Het grote probleem van klimaatbeleid is dat dit het karakter heeft van een publiek goed: de baten van een dergelijk beleid – vaak grensoverschrijdend – komen voor een deel bij andere landen terecht. Dat tempert de animo om een dergelijk beleid in gang te zetten; goedkoper is het om te profiteren van de inspanningen van andere landen. Bijkomend is dat de baten van klimaatbeleid, als ze al zichtbaar zijn, jaren op zich kunnen laten wachten. Het moge dan ook een klein wonder heten dat het bijna 200 landen eind vorig jaar in Parijs is gelukt om tot een klimaatakkoord te komen.

Economische groei
Een ander probleem is dat klimaatbeleid niet kosteloos is. Het beleid moet in nationale wetgeving worden omgezet. Klimaatbeleid kent daarnaast – zoals elk beleid – winnaars en verliezers. Bovendien kan klimaatbeleid een rem zetten op economische groei. Daartegenover staat dat investeringen in het klimaat zowel het milieu als de economie ten goede kunnen komen. De discussie over welk van de twee effecten domineert, is nog altijd niet beslecht.

De uitstoot van CO2
Kijk bijvoorbeeld eens naar de reductie van de uitstoot van CO2, het misschien wel belangrijkste element van klimaatbeleid. Dit kan worden bereikt door in te zetten op een belasting op CO2 of, daar waar sprake is van een markt in verhandelbare emissierechten zoals in Europa, op een beperking van de hoeveelheid rechten. Het economische effect ervan is een verhoging van de prijs van fossiele brandstoffen en, daarop volgend, een aanpassing van consumptie en investeringen. Dit werkt groeivertragend wanneer productie gedreven wordt door de binnenlandse vraag. Maar de prijsverhoging kan ook de economische groei versterken wanneer ze ondernemers ertoe aanzet om te gaan investeren in kostenbesparende technologieën – vanwege de investeringen zelf en vanwege de daling van productiekosten.

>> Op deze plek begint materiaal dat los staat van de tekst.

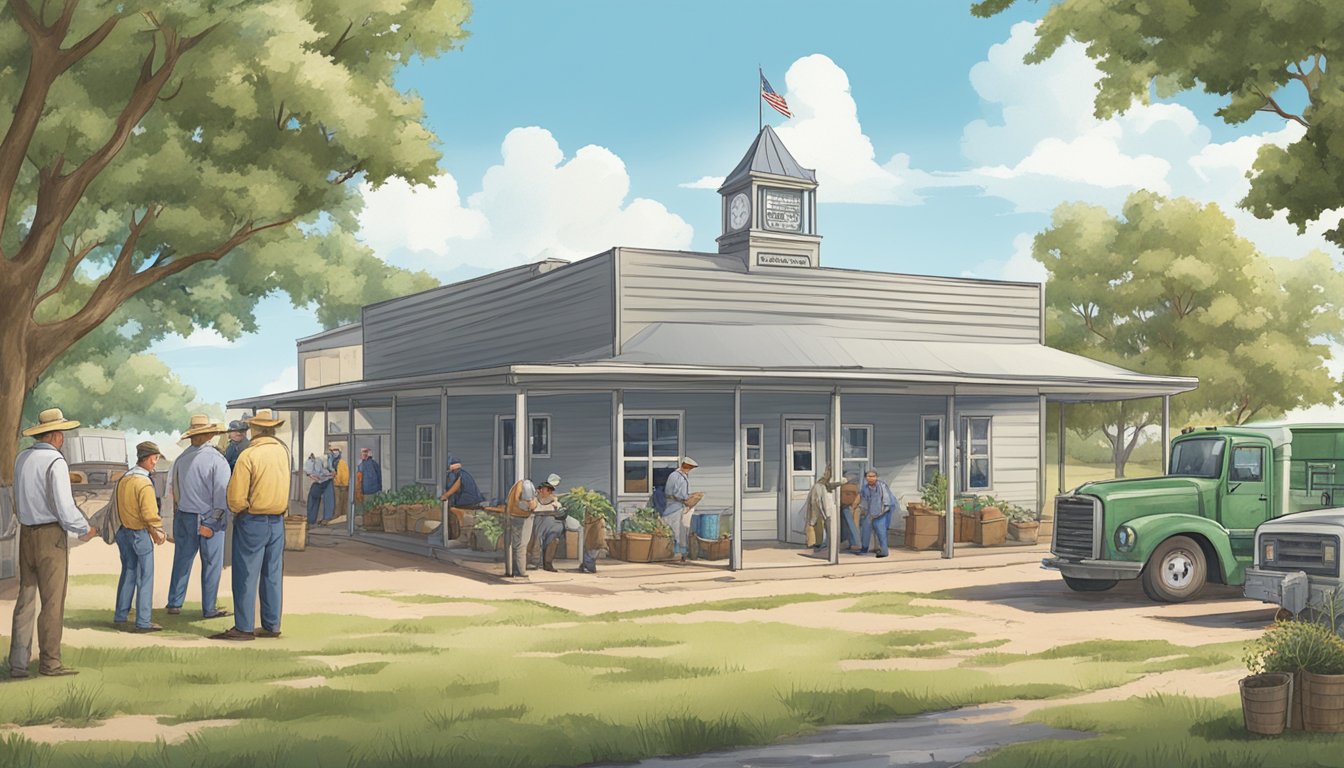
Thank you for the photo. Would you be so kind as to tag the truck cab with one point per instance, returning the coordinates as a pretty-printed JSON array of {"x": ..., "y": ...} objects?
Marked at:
[{"x": 1198, "y": 522}]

Politiek-economische effecten
Een mogelijk nog groter probleem van klimaatbeleid betreft de politiek-economische effecten. Prijsverhogingen zijn niet populair, niet bij burgers en niet bij ondernemers. Politici die uit zijn op herverkiezing kunnen daar niet aan voorbijgaan. Dat kan ertoe leiden dat het klimaatbeleid bij de uitvoering wordt vertraagd. Nu constateerde het IMF onlangs dat peer pressure de kans op vertraging beperkt. Het gegeven dat een grote groep landen op de COP21 conferentie in Parijs tot afspraken zijn gekomen, kan helpen vertragingen bij de uitvoering van beleid te beperken. Ik geloof zeker in zo’n peer pressure effect. Maar ik denk dat het proces net zo goed de andere kant op zou kunnen gaan. Wanneer de uitvoering van klimaatbeleid stagneert in enkele – bij voorkeur grotere – landen, dan zou dit ook kunnen overslaan naar andere landen.

Begrotingstekorten
Denk nog maar eens terug aan de begrotingstekorten aan het begin van dit millennium in Duitsland en Frankrijk. De twee landen lapten de regels van het Stabiliteits- en Groei Pact aan hun laars en andere lidstaten wisten dit niet te verhinderen. Dit zou kunnen verklaren dat de budgettaire discipline in de Eurozone te wensen overliet. Met als gevolg dat de financieel–economische crisis van 2007/2008 onnodig hard kon toeslaan.

Olie-exporterende landen
Politiek-economische effecten zijn er bovendien ook in olie-exporterende landen. De recente scherpe olieprijsdaling dwingt golfstaten al hun economieën te hervormen. Wanneer daar bovenop wordt besloten milieubeleid te gaan voeren, betekent dat een tweede aanslag op de opbrengsten uit de olie-industrie. Dan dient er dus nog meer te worden hervormd. En dat betekent in praktijk bezuinigingen op overheidsuitgaven en invoering dan wel verhoging van belastingen in landen waarin de bevolking weinig bekend is met belastingheffing. Betekent dit dat we mogen verwachten dat het klimaatbeleid daar averij kan oplopen? Het is moeilijk voor te stellen dat dit niet zo is.

El Niño
Klimaatbeleid kent tal van problemen: het vraagt offers, van burgers, bedrijven, overheden, in ontwikkelde en in opkomende landen; het speelt in een tijd dat tal van factoren de groei van de wereldeconomie bedreigen; sommige baten van klimaatbeleid worden pas na – soms erg – lange tijd zichtbaar, andere baten blijven helemaal onzichtbaar en weer andere baten komen vooral ten goede aan andere landen; het lokt politiek-economische processen uit – in ontwikkelde en opkomende landen – die het beleid op zijn minst kunnen vertragen. Op een El Niño – lees: regenval, overstromingen, bosbranden, droogtes, mislukte oogsten, water- en voedseltekorten – zit echt niemand te wachten. Maar een El Niño kan de wereld bij de les houden; doen beseffen dat het zaak is al die factoren die de voortgang van klimaatbeleid in de weg staan, te trotseren. Daarom: Viva El Niño.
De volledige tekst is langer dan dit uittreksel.